Des pourparlers secrets avaient déjà eu lieu en Suisse et il semble bien que les Américains avaient été rassurants quant au sort futur de l'Empereur. En juin 1945, ils se poursuivent à Rome  entre Mgr.Vagnozzi, l'ambassadeur nippon Harada Ken, l'abbé Benedict Tomizawa et des émissaires de Washington. Le cabinet de Tokyo préfère chercher une médiation russe et Molotov va mener en bateau l'ambassadeur Sato, auquel il cache que l'URSS a promis d'entrer en guerre contre le Japon trois mois après la capitulation de l'Allemagne. De Potsdam, le 26 juillet 1945, le Président Truman et le Premier britannique annoncent, avec l'aval de Tchiang-Kaï-Tchek, qu'ils exigent la reddition « à défaut de quoi, le Japon devrait s'attendre à une prompte et totale destruction ».  Dès la mi-juillet 1945, la majorité des ministres est convaincue que le trône est la seule institution qui pourrait « peut-être » survivre à une défaite totale, pour autant que la cessation des hostilités puisse avoir lieu avant l'invasion de l'archipel nippon. Obtenir des Alliés une garantie sur ce point devient une obsession primordiale, car une invasion sèmerait dans la population des idées révolutionnaires qui balayeraient la monarchie. Prêts à sacrifier en demandant la paix leur propre vie (que ce soit en tombant sous les coups de fanatiques jusqu'au-boutistes ou en étant traduits devant un tribunal allié comme fauteurs de guerre), ils se résigneraient même à la formule d'unconditional surrender de la  Déclaration de Potsdam si les Alliés acceptaient au préalable l'exception touchant l'Empereur, car à leurs yeux le Japon ne peut avoir d'existence sans lui.

hiroshima

On connaît la suite : bombe atomique sur Hiroshima le 6 août, attaque soviétique déclenchée le 8 en Mandchourie, bombe sur Nagasaki le 9. Dans la nuit du 9 au 10, Hirohito préside une Conférence Impériale et, tout en déplorant la possibilité de voir traduire en justice comme criminels de guerre des sujets fidèles qui l'ont loyalement servi, il conclut à l'acceptation de la Déclaration de Potsdam, moyennant la réserve sur le sort de la monarchie suggérée par le ministre des Affaires étrangères Togo. Via Berne et Stockholm, l'acceptation de la Déclaration de Potsdam est transmise aux Alliés, étant bien entendu qu'elle n'entraînerait « aucune exigence pouvant porter préjudice aux prérogatives de Sa Majesté en tant que Souverain ».
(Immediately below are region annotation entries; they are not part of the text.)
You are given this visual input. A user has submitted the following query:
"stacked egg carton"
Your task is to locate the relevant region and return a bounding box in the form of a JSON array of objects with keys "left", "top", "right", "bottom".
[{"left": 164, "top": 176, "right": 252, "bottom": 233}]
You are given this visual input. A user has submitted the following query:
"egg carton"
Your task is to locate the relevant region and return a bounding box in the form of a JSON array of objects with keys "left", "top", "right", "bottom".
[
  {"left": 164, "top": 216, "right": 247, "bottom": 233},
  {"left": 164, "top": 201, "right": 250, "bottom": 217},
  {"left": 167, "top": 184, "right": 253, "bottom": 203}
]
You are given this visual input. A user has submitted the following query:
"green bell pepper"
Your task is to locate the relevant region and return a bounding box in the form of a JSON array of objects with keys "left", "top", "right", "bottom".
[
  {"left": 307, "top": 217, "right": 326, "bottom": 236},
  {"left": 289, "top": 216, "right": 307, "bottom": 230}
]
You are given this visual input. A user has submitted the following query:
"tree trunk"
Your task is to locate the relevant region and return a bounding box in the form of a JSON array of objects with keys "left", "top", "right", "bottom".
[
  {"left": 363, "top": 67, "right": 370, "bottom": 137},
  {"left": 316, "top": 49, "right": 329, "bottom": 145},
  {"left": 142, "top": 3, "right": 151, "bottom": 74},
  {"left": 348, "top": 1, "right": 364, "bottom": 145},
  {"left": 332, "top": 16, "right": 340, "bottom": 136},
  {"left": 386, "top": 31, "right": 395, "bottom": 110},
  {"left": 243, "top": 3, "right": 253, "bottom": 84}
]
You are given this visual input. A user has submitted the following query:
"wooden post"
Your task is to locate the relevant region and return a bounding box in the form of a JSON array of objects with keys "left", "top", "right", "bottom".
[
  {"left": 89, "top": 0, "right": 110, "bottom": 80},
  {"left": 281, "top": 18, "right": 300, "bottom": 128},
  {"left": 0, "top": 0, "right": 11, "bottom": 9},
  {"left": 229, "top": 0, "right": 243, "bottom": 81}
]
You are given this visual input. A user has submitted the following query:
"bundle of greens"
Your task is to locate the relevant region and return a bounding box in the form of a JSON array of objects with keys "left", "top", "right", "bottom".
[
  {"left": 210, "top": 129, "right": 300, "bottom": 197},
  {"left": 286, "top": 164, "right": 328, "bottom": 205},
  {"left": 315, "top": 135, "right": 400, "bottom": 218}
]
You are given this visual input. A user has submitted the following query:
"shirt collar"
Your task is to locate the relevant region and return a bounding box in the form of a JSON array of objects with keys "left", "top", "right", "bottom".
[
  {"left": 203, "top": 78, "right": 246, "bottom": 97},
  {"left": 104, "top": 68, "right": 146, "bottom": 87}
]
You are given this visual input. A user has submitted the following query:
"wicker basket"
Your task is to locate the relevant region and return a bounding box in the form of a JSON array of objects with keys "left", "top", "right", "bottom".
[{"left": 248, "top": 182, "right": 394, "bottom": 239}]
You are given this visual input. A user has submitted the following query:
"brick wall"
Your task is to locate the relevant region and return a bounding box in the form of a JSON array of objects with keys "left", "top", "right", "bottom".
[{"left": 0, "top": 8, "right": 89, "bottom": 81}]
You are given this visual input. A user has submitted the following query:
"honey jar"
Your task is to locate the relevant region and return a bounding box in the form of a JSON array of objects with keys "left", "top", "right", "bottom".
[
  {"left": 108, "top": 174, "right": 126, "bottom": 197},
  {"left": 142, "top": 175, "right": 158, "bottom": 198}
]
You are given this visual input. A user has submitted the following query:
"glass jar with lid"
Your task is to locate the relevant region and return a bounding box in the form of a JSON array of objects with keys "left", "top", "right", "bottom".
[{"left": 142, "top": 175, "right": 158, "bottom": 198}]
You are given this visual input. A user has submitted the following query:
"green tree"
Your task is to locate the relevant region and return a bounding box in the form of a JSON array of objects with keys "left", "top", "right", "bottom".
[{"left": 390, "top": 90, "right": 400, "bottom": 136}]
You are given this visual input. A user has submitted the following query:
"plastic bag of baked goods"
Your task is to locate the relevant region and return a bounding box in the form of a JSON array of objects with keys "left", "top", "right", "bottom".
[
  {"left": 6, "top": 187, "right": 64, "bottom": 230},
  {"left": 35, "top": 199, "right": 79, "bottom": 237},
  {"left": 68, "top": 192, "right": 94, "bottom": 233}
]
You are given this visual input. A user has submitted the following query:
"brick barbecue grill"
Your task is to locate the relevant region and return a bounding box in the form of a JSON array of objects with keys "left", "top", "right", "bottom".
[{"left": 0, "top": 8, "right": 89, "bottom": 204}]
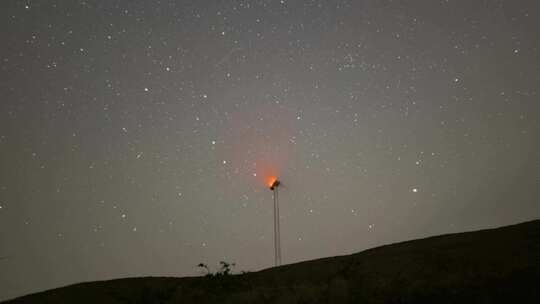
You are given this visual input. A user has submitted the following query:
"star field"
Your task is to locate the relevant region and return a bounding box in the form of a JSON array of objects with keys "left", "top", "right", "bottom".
[{"left": 0, "top": 0, "right": 540, "bottom": 300}]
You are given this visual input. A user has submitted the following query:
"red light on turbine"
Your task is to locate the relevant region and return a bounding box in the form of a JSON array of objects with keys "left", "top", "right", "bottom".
[{"left": 268, "top": 177, "right": 281, "bottom": 190}]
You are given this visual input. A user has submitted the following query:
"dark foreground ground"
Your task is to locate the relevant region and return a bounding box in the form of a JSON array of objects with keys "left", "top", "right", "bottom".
[{"left": 6, "top": 220, "right": 540, "bottom": 304}]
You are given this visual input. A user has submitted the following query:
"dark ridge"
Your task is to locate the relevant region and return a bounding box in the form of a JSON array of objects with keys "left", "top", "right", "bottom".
[{"left": 4, "top": 220, "right": 540, "bottom": 304}]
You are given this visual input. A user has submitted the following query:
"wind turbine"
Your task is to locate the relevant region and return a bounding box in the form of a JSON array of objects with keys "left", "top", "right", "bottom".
[{"left": 269, "top": 177, "right": 281, "bottom": 266}]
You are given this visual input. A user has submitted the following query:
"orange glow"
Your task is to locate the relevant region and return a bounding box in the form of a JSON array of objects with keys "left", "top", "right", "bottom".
[{"left": 266, "top": 176, "right": 277, "bottom": 188}]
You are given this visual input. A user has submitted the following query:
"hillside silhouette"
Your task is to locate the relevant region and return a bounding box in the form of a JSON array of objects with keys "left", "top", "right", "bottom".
[{"left": 5, "top": 220, "right": 540, "bottom": 304}]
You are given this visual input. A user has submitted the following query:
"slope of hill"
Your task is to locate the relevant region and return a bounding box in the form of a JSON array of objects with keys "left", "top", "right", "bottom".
[{"left": 5, "top": 220, "right": 540, "bottom": 304}]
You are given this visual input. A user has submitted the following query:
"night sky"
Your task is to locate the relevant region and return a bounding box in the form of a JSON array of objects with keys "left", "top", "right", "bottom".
[{"left": 0, "top": 0, "right": 540, "bottom": 299}]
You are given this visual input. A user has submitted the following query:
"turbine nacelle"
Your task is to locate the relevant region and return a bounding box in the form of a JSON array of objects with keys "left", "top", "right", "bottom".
[{"left": 270, "top": 179, "right": 281, "bottom": 191}]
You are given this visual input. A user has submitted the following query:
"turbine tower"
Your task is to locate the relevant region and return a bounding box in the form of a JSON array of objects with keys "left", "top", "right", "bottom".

La réponse, rédigée par le Secrétaire d'État américain Byrnes, évite toute promesse formelle dans ce sens et se borne à déclarer que, une fois la capitulation signée, « l'autorité de l'Empereur et celle du Gouvernement sur les questions d'état dépendraient du Commandant Suprême des Puissances Alliées (SCAP) qui prendrait telles mesures qu'il estimerait appropriées pour rendre effective les clauses de la capitulation ». La forme future du gouvernement nippon dépendrait « de la volonté librement exprimée du peuple japonais ». Togo et Matsumoto Shunichi se raccrochent à leur propre interprétation du message de Byrnes : les Alliés renonceraient à abolir la monarchie à condition que le Japon se rende au plus tôt. Ils suggèrent aussi d'éviter de demander toute précision nouvelle pour ne pas irriter les Alliés.

capitulation

Pendant la plus grande partie du 13 août, un débat agité se passe au Conseil Suprême de la Guerre, puis au sein du Cabinet sans réussir à fléchir les deux chefs d'état-major et le ministre de la Guerre. Le 14, l'aviation américaine lance sur Tokyo des milliers de tracts reproduisant la correspondance échangée avec les Alliés. Dans une nouvelle Conférence Impériale, Hirohito tranche : il faut effectuer la reddition pour éviter la destruction totale, en acceptant la Déclaration de Potsdam et celle de Byrnes. Sa volonté finit par convaincre les militaires et à minuit, Hirohito enregistre sur disque au palais le prescrit impérial qui doit être, procédé inusité dans un pays où les habitants n'ont jamais entendu sa voix, diffusé le 15 août à midi comme Kodo sempu (propagation de la volonté impériale).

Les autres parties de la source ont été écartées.